CREATE OR REPLACE VIEW working_periods AS
SELECT * FROM event_periods WHERE event_type IN ('task_start', 'pause_end')
ORDER BY task_id, event_time;
Step #4: Use the working_periods for reporting. E. g. to get the working time between 2022-07-09 and 2022-07-11:
SELECT p.*, timediff(next_event_time, event_time) AS working_time
FROM (SELECT task_id,
event_type, greatest(event_time, '2022-07-09') AS event_time,
next_event_type, least(next_event_time, '2022-07-11') AS next_event_time
FROM working_periods
WHERE next_event_time >= '2022-07-09' and event_time <= '2022-07-11') p;
Step #5: rewrite using CTEs
WITH task_events AS (
SELECT id AS task_id, 'task_start' AS event_type, task_start as event_time FROM tasks
UNION ALL
SELECT id, 'task_end', coalesce(task_end, date_add(task_start, INTERVAL 10 YEAR)) FROM tasks
UNION ALL
SELECT task_id, 'pause_start', pause_start FROM pauses
UNION ALL
SELECT task_id, 'pause_end', coalesce(pause_end, date_add(pause_start, INTERVAL 10 YEAR)) FROM pauses
),
event_periods AS (
SELECT e.*,
lag(event_type) OVER (PARTITION BY task_id ORDER BY event_time DESC) AS next_event_type,
lag(event_time) OVER (PARTITION BY task_id ORDER BY event_time DESC) AS next_event_time
FROM task_events e
),
working_periods AS (
SELECT *
FROM event_periods WHERE event_type IN ('task_start', 'pause_end')
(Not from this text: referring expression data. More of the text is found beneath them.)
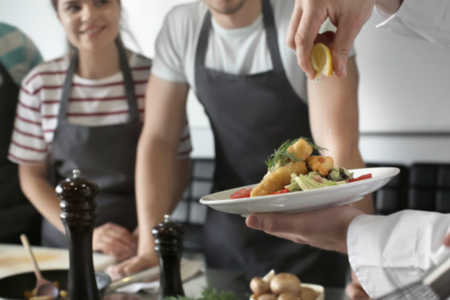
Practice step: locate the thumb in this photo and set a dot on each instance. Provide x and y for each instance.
(342, 45)
(446, 241)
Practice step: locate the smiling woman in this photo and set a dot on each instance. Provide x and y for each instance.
(84, 111)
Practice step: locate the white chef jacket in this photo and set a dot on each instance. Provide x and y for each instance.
(389, 252)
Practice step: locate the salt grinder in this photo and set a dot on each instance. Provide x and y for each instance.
(169, 246)
(79, 212)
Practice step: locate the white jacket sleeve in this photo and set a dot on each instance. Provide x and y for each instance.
(424, 19)
(389, 252)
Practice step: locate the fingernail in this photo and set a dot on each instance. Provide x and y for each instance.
(343, 69)
(253, 222)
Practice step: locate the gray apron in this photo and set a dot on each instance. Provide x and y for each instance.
(104, 154)
(17, 215)
(251, 115)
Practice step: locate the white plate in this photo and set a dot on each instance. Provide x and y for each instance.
(305, 200)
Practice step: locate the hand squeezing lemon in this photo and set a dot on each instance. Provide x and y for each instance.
(321, 60)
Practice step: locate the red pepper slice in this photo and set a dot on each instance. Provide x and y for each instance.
(244, 193)
(283, 191)
(362, 177)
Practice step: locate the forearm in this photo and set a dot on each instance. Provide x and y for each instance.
(41, 194)
(353, 160)
(156, 172)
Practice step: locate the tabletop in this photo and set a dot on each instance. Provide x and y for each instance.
(221, 280)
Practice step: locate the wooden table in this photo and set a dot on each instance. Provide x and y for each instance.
(221, 280)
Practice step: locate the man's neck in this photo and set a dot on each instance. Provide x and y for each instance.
(248, 13)
(98, 64)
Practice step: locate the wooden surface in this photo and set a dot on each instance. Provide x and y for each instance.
(14, 260)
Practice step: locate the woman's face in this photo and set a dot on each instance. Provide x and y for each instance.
(90, 24)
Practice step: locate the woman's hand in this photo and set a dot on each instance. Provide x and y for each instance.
(115, 240)
(133, 265)
(325, 228)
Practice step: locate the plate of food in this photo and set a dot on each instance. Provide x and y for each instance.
(298, 181)
(284, 286)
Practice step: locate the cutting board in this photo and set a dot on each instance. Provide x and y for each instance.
(14, 259)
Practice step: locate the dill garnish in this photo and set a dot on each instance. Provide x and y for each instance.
(281, 157)
(208, 293)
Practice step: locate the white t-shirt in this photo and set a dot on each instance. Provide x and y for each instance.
(240, 51)
(92, 103)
ORDER BY task_id, event_time
),
report_periods AS (
SELECT task_id,
event_type, greatest(event_time, '2022-07-09') AS event_time,
next_event_type, least(next_event_time, '2022-07-11') AS next_event_time
FROM working_periods
WHERE next_event_time >= '2022-07-09' and event_time <= '2022-07-11'
)
SELECT p.*, timediff(next_event_time, event_time) AS working_time
FROM report_periods p;
Result:
task_id | event_type | event_time | next_event_type | next_event_time | working_time |
---|---|---|---|---|---|
1 | pause_end | 2022-07-09 00:00:00 | task_end | 2022-07-11 00:00:00 | 48:00:00 |
2 | pause_end | 2022-07-09 07:00:00 | task_end | 2022-07-10 14:23:28 | 31:23:28 |
I'm pretty sure, it's far from being perfect, but perhaps it can serve as a starting point.